First, I want to apologize for calling you my kids.  I will fiercely defend your right to be treated like the adult you are, and woe be unto the person who does otherwise.  But it’s hard to explain to other people what you are to me, and so I default to “kids.”  You are not my students, because you often teach me as much as I teach you.  You are not my peers, because I hold a certain authority over you.  And while I have grown close to many of you over the years, it is hard to call you my friends until that authority ends.  So to all those who don’t understand the bonds which this group forges between its members, you are my kids.

Next, I want to thank you for letting me be a part of your lives.  I wanted so badly to teach high school when I first came to college.  In a way, you have taken the place of those students.  I wanted to touch minds, change lives, and challenge my students to think critically about the world around them.  I get to do all of that and more with you.  I get to sit down, have lunch, and talk with you about everything from current politics to social justice to the latest news of the geek world.  I get to dress up with you, work beside you, and make jokes with you.  I get to share my dreams with you and get to listen to your dreams in return.  I get to be there when you fall in love, when your heart breaks, and when you fall in love again.  Best of all, I get to see your smile when you ask that special someone to be yours in marriage.  I get to listen when you need someone to talk to, and I get to help guide you when you need more than just someone to listen.  I get to laugh with you, cry with you, and be amazed by you.  All of this without having to grade a single paper (though I’ve polished up my share of resumes).

It is a bittersweet time for me.  I know that each and every one of you will do amazing things with your life, because you redefine amazing to be whatever you want it to be.  I know that you can’t do those things unless you go out into the world and find your way on your own.  But I am so sad to see you go.  I have known many of you since your senior class t-shirts were still unfaded and unfrayed.  In the four or five or six years since then, I have grown to care for each and every one of you.  I may not have always agreed with your choices, or you politics, or your opinions, but I still care for you.  And I will miss you.

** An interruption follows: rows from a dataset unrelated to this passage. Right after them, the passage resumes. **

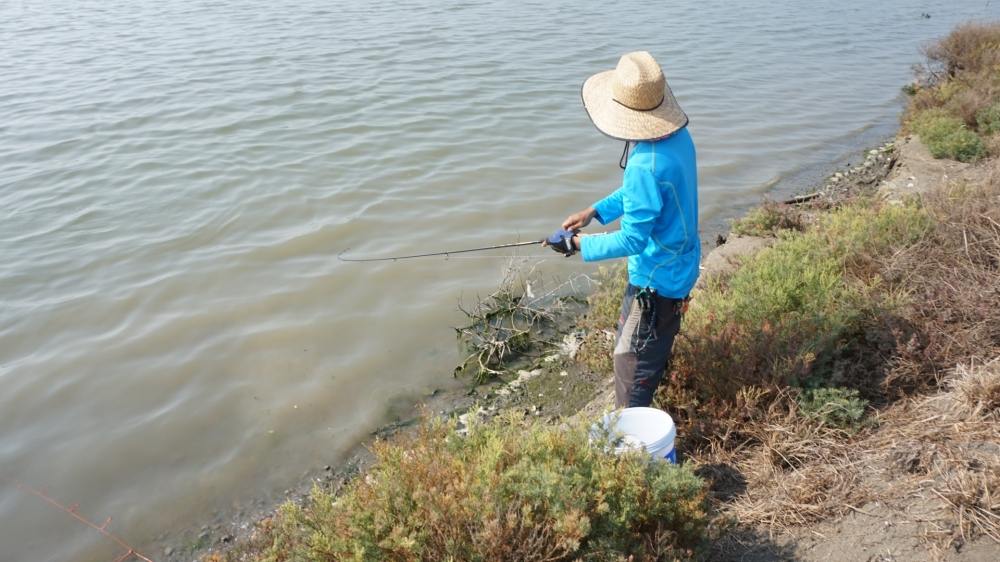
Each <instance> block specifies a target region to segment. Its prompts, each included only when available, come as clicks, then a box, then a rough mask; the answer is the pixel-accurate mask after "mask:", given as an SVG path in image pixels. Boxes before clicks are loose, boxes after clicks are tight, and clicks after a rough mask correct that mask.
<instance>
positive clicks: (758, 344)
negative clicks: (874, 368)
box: [664, 200, 932, 406]
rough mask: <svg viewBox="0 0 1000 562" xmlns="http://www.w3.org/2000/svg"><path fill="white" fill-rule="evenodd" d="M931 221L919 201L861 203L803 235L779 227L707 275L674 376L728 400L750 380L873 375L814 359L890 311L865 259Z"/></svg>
mask: <svg viewBox="0 0 1000 562" xmlns="http://www.w3.org/2000/svg"><path fill="white" fill-rule="evenodd" d="M931 226H932V221H931V219H930V217H929V215H928V214H927V212H926V211H925V210H924V209H923V208H922V207H921V206H920V205H919V204H917V203H911V204H906V205H898V206H897V205H878V204H875V203H874V202H872V201H867V200H862V201H858V202H855V203H854V204H851V205H849V206H847V207H844V208H842V209H839V210H836V211H833V212H830V213H829V214H827V215H824V216H823V217H821V218H820V220H818V221H817V223H816V224H815V225H814V226H813V227H811V228H810V229H809V230H807V231H805V232H802V233H797V232H783V233H781V234H780V235H779V240H778V242H777V243H776V244H775V245H774V246H772V247H771V248H768V249H765V250H762V251H761V252H759V253H757V254H756V255H754V256H752V257H750V258H749V259H747V260H746V261H745V262H744V264H743V266H742V267H740V268H739V269H738V270H737V271H736V272H735V273H734V274H733V275H732V276H731V277H729V278H727V279H710V280H708V282H707V283H706V285H705V286H704V288H703V289H702V290H701V291H699V292H698V293H697V294H696V295H695V298H694V300H693V301H692V305H691V308H690V310H689V312H688V314H687V316H686V317H685V319H684V323H683V327H682V335H681V337H680V338H679V339H678V342H677V344H676V346H675V360H674V366H673V370H674V373H673V374H674V377H673V379H672V380H673V381H674V383H675V384H680V385H682V386H684V387H686V388H687V389H689V390H693V391H694V392H695V393H696V395H697V396H698V397H699V398H700V399H701V400H702V401H711V400H729V399H732V398H734V397H735V396H736V394H737V392H738V391H739V390H740V389H741V388H744V387H748V386H757V387H763V388H774V387H781V386H802V385H804V384H806V383H807V382H808V383H809V384H812V385H817V386H826V385H827V384H828V383H829V382H833V381H832V379H834V378H836V379H838V381H839V380H841V379H844V378H845V377H846V378H852V376H853V378H854V379H865V378H870V375H866V374H865V373H847V375H845V374H844V373H843V371H844V369H845V367H844V365H837V366H836V368H837V372H836V377H835V376H834V375H835V373H834V372H833V368H834V365H832V363H831V362H830V361H822V360H818V359H822V358H824V357H827V356H830V355H832V354H833V352H834V351H835V350H836V351H838V353H842V351H843V350H842V349H841V348H843V347H844V346H845V345H850V343H851V341H852V334H855V333H858V332H859V331H863V329H864V327H865V326H866V325H867V324H868V323H869V319H870V318H872V317H877V316H880V315H882V314H886V313H888V312H891V308H892V307H893V306H895V303H894V302H893V300H892V299H888V298H883V296H882V290H881V287H880V285H881V284H882V283H883V280H882V279H881V277H879V276H878V275H877V274H874V273H872V269H871V268H870V267H869V265H868V263H869V262H870V261H871V260H872V259H873V258H874V257H877V256H880V255H889V254H892V253H894V252H896V251H898V250H899V249H901V248H905V247H909V246H912V245H913V244H915V243H916V242H918V241H919V240H920V239H921V238H922V237H924V236H926V234H927V232H928V231H929V229H930V228H931ZM876 288H878V289H879V290H878V291H877V290H876ZM846 368H847V369H848V370H850V369H851V368H852V367H850V366H848V367H846ZM856 368H857V369H860V370H864V369H866V368H867V365H864V364H859V365H857V366H856ZM664 401H667V403H668V404H672V405H674V406H676V401H675V400H671V399H670V398H666V397H664Z"/></svg>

Know that I am proud of you.  Know that no matter what happens from here, I will always be proud of you.  You may slip.  You may fall on hard times.  You may feel lost in the world outside of this tiny town.  You may long for the days when you sat at a table of your fellow geeks and had nothing more to worry about than upcoming midterms.  Know that those people are as much your family as any other.  Those that were there with you, those that came before you, and those that will come after.  And me.  Because while I may let you go for now, know that you will always have a place in my heart.